Marburg Journal of Religion (July 1999) " Scientology — Is this a Religion?" by Stephen A. Kent
The most salient aspect of Scientology, however, is the totalitarian, some would say fascistic, use of power that holds the organization together. I will speak about some of these totalitarian uses of power, and in doing so it will be very clear that the German government took the only appropriate avenue open to it. [...]
L. Ron Hubbard, "BATTLE TACTICS", HCOPL of 16 February 1987
We must ourselves fight on the basis of total attrition of the enemy. So never get reasonable about him. Just go all the way in and obliterate him. [...]

One cuts off enemy communications, funds, connections. He deprives the enemy of political advantages, connections and power. He takes over enemy territory. He raids and harasses. All on a thought plane - press, public opinion, governments, etc. [...]

Clearwater Sun (1979) "Scientologists' goal: world takeover" by Richard Leiby
The Clearwater branch of the Church of Scientology actively participated in a master plan of founder L. Ron Hubbard apparently aimed at taking over the world, internal cult documents reveal. In Clearwater, the plan centered on removing from office political and media figures considered "enemies" of the cult: former mayor Gabriel Cazares, Pinellas Pasco State Attorney James Russell, Clearwater Sun Editor Ron Stuart, and local broadcaster Bob Snyder.

But on a grander scale, Hubbard's scheme was to "obliterate"' and otherwise take control of countless national and worldwide government and private, agencies he perceived as foes, the documents show.

L. Ron Hubbard, "DEPT OF GOVT AFFAIRS", HCOPL of 15 August 1960
The goal of the Department is to bring the government and hostile philosophies or societies into a state of complete compliance with the goals of Scientology. This is done by high level ability to control and in its absence by low level ability to overwhelm. Introvert such agencies. Control such agencies. Scientology is the only game on Earth where everybody wins.
L. Ron Hubbard, "SCIENCE OF SURVIVAL", p. 170
There are only two answers for the handling of people from 2.0 down on the Tone Scale, neither one of which has anything to do with reasoning with them or listening to their justification of their acts.
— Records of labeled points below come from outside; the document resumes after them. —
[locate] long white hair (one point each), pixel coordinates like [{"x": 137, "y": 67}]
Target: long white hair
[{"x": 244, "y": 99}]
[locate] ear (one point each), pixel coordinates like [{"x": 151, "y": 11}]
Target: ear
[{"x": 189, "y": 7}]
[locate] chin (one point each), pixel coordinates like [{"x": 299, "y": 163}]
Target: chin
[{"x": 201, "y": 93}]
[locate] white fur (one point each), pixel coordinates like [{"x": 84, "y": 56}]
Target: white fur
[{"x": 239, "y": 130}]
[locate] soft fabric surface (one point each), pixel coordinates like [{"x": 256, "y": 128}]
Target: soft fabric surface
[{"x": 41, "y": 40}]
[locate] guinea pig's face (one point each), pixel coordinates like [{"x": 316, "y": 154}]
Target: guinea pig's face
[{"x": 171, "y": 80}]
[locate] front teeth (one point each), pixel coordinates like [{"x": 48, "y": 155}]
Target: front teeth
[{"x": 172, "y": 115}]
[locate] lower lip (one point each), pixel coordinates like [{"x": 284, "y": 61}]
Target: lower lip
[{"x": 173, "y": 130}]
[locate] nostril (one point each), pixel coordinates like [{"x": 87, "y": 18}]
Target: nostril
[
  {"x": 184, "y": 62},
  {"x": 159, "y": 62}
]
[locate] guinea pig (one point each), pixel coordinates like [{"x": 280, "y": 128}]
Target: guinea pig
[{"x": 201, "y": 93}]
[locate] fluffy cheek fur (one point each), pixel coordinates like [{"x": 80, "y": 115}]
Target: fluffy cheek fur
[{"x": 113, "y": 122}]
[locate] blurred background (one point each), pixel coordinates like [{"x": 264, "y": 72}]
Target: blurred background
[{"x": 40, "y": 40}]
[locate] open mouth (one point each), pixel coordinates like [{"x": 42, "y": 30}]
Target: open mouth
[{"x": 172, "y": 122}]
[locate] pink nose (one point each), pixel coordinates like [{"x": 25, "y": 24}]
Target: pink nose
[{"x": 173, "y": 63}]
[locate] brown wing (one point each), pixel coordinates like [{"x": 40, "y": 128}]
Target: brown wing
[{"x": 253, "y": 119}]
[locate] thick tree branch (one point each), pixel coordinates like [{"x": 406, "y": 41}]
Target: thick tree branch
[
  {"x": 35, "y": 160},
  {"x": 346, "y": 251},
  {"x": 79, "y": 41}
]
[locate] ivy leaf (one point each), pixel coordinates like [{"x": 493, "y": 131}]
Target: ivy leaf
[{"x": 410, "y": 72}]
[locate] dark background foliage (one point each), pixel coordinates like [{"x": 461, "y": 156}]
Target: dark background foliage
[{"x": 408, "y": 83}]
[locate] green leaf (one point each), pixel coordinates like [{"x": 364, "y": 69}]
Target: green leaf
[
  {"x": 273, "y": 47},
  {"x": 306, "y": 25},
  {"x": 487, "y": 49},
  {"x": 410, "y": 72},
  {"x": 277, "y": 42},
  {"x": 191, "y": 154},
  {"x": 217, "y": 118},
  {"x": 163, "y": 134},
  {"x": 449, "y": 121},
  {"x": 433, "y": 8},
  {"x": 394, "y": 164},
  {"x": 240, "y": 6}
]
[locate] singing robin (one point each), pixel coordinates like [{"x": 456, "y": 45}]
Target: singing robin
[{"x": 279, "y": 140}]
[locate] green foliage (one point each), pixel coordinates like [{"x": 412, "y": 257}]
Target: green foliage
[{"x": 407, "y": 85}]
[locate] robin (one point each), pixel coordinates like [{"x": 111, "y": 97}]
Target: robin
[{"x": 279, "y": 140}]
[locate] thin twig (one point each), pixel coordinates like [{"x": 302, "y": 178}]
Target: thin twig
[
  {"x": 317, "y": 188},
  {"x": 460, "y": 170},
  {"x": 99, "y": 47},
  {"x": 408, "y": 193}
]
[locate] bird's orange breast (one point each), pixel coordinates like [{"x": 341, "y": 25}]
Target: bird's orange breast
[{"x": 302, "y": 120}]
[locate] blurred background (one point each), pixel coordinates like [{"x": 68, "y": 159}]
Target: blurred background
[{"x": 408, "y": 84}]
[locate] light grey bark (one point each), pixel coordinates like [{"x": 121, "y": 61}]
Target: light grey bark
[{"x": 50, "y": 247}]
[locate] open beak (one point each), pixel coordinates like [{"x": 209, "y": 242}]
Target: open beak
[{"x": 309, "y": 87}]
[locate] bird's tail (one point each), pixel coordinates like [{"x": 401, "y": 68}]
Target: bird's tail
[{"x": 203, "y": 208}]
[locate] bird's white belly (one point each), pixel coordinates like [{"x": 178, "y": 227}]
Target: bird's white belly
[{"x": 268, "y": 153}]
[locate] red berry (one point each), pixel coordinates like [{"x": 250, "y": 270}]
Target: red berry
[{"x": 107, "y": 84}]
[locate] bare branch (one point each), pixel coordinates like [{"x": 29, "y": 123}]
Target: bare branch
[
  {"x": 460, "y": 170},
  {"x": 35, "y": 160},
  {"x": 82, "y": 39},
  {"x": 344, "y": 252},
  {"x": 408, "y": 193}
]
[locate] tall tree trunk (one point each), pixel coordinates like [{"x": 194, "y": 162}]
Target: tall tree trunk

The first is to raise them on the Tone Scale by un-enturbulating some of their theta by any one of the three valid processes. The other is to dispose of them quietly and without sorrow. [...]

The sudden and abrupt deletion of all individuals occupying the lower bands of the Tone Scale from the social order would result in an almost instant rise in the cultural tone and would interrupt the dwindling spiral into which any society may have entered.